États financiers exigés de la part des sociétés dispensées de produire en cas de report de perte

  1. Aux termes du paragraphe 75 (5), certaines petites entreprises n'ayant aucun impôt payable en vertu de la Loi sur l'imposition des sociétés sont dispensées de produire une déclaration d'impôt des sociétés ainsi que leurs états financiers. Néanmoins, lorsqu'une société demande un remboursement d'impôt à la suite du report d'une perte à une ou plusieurs années d'imposition antérieures, la société est tenue de remettre des états financiers ainsi que tout document justificatif pour l'année au cours de laquelle la perte est survenue. Par ailleurs, dans certains cas, une société peut être tenue de produire une déclaration accompagnée d'états financiers lorsqu'une perte est reportée et appliquée à une année d'imposition ultérieure. Lorsqu'une société produit sa déclaration pour l'année de la perte sur papier ou sur disquette, et y joint une copie papier de l'IGRF au lieu des états financiers, le ministère acceptera l'IGRF s'il contient des renseignements suffisants pour justifier la perte. Pour plus de précisions sur les sociétés dispensées de produire, consultez le bulletin d'information 4001FR1.
  2. Les sociétés dispensées de produire doivent conserver des dossiers à jour, y compris les états financiers pertinents, pour les années où aucune déclaration n'est produite, afin de soutenir toute demande déclarée sur d'autres années. Par exemple, une société dispensée de produire une déclaration et qui applique des pertes à des années antérieures ou ultérieures doit conserver les dossiers justifiant les pertes ainsi que le revenu pour l'année applicable. Pour plus de précisions sur les exigences du ministère concernant la conservation des dossiers, les sociétés doivent consulter le bulletin d'information fiscale du ministère intitulé « Conservation/Destruction des livres et dossiers » daté d'avril 2000.

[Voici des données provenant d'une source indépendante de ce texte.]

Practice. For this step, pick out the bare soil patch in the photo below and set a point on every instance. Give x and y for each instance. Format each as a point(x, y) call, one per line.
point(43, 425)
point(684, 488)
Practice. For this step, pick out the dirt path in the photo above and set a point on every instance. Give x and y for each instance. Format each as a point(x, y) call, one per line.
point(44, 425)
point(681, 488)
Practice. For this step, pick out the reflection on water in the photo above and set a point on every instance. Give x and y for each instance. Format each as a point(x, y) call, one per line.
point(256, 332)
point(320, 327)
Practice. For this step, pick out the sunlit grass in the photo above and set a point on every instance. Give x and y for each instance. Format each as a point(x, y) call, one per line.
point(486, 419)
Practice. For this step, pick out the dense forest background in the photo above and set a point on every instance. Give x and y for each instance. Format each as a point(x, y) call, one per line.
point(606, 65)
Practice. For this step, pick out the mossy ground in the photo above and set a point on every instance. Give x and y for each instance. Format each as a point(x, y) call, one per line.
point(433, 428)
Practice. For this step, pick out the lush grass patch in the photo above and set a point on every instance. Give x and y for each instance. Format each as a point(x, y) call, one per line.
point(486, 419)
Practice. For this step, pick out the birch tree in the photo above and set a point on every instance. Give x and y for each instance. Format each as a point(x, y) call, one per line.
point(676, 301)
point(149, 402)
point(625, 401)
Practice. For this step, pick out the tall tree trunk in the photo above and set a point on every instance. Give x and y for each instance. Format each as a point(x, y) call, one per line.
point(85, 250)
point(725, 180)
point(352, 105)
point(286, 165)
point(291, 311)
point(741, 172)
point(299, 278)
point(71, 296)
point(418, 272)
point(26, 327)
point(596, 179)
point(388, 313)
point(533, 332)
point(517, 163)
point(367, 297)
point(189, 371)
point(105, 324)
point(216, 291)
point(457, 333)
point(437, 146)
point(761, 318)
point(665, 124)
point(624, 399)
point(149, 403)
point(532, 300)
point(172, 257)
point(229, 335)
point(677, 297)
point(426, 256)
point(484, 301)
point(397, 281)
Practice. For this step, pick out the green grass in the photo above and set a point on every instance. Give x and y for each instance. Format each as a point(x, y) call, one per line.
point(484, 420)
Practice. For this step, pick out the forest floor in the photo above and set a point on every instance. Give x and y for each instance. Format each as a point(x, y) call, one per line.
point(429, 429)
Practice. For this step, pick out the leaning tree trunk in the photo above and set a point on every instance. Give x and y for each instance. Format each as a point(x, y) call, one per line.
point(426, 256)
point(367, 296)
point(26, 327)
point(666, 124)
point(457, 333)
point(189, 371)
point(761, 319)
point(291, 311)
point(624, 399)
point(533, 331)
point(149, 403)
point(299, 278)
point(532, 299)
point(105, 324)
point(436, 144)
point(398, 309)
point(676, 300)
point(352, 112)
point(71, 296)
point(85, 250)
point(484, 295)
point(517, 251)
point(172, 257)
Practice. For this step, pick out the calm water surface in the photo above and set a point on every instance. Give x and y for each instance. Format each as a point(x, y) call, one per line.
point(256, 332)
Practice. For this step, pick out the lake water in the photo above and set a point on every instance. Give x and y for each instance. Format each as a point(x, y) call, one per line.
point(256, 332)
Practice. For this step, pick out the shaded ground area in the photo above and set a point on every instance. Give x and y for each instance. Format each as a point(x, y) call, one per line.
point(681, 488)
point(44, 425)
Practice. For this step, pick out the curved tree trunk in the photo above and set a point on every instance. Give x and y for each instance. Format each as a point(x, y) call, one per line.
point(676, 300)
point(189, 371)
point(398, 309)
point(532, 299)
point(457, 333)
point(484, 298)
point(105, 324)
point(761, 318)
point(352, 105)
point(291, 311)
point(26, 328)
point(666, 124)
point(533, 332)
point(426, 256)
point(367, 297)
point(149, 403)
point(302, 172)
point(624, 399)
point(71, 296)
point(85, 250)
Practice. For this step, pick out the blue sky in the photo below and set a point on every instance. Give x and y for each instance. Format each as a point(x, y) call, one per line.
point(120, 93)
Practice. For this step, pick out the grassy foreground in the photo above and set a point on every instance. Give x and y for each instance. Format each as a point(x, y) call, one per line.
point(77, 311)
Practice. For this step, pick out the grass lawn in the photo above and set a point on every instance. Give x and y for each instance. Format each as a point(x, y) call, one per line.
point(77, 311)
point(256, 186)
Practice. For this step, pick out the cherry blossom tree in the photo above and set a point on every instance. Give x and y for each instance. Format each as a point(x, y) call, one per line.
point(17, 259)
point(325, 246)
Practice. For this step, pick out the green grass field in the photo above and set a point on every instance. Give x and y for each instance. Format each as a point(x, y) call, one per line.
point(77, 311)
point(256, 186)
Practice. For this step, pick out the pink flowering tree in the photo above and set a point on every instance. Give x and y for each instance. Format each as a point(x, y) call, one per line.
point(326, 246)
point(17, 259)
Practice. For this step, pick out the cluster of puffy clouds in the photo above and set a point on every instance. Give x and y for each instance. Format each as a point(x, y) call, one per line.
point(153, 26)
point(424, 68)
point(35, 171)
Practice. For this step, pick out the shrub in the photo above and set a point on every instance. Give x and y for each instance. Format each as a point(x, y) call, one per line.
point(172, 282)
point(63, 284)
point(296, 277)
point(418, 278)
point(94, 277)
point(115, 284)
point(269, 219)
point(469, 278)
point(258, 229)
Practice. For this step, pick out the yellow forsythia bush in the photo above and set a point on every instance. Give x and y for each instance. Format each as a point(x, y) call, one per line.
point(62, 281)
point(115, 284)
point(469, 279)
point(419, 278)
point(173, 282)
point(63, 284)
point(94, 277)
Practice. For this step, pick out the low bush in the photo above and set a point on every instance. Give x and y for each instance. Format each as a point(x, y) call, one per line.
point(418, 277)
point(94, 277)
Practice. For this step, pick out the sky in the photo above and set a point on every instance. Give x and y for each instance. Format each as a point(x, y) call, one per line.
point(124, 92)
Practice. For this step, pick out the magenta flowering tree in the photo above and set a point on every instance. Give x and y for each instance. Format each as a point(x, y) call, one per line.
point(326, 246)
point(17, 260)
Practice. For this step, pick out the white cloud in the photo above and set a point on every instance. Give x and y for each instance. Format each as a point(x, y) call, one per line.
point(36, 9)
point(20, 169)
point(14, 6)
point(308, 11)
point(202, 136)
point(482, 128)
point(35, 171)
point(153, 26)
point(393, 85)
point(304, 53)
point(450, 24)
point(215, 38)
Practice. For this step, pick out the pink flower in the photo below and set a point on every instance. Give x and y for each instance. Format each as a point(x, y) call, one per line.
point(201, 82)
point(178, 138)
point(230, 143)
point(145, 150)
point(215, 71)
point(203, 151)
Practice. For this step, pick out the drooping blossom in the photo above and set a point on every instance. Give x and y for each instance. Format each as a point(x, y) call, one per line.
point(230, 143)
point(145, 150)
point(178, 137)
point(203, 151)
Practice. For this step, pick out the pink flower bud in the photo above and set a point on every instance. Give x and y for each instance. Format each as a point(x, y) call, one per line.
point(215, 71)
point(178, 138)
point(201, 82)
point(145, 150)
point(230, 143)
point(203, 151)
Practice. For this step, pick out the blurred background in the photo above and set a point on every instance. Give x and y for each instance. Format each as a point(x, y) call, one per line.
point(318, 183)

États financiers prévisionnels en vue de l'obtention d'un remboursement d'acomptes provisionnels

  1. À l'occasion, une société peut demander, avant la date d'échéance de sa déclaration d'impôt, qu'une partie ou la totalité de ses acomptes provisionnels versés pour l'année lui soit remboursée. Une telle demande est généralement présentée lorsque, après avoir versé des acomptes provisionnels pendant quelques mois de l'année, une société se rend compte qu'elle avait surestimé le montant de son impôt payable pour l'année. Le ministère acquiesce normalement à de telles demandes mais pourrait, dans certains cas, exiger des états financiers prévisionnels à l'appui de la demande de remboursement des acomptes provisionnels présentée par la société.